While the practice helps brokers offer cut-price or free trading, the SEC fears it may not produce the best prices for clients. The regulator’s research estimates that small investors are out of pocket by as much as $1.5bn annually, or 1.08 cents per $100 traded, because of what it describes as a “competition shortfall”.

Gensler said that in September, off-exchange trading accounted for 42 per cent of all equity dealing volume. Earlier data showed that this share was roughly a third in 2009. As much as 80 per cent of trading for some small-cap stocks recently was away from so-called “lit” venues such as exchanges.

While the SEC’s proposals would not ban payment for order flow, they would likely make it far less appealing for brokers and wholesalers alike.

If a majority of SEC commissioners vote to release them on Wednesday, the proposals will be open for comment until at least March 31.

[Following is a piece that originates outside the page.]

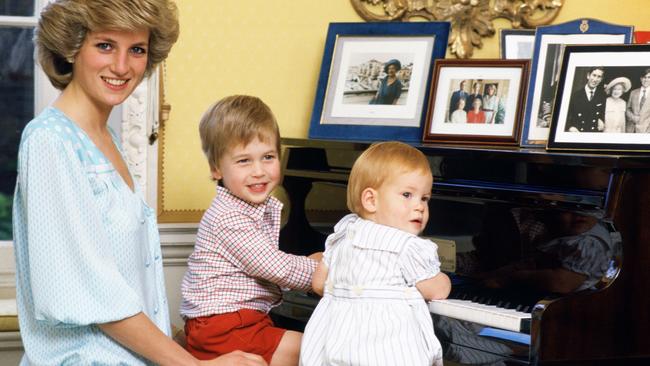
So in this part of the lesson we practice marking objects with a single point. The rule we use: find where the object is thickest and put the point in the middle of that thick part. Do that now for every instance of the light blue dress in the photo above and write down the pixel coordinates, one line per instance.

Commissioners began Wednesday’s meeting by approving a final rule that will force company executives to wait 90 days to sell shares after establishing so-called 10b5-1 plans, which are designed to enable automatic stock sales while adhering to insider trading rules.

The cooling-off period would end a controversial practice in which executives sell stock days after creating a plan, raising suspicion that they may have acted with inside information.

SEC commissioner Hester Peirce said the revised rule would allow insiders “to trade without fear of liability while making it more difficult to misuse the rules”.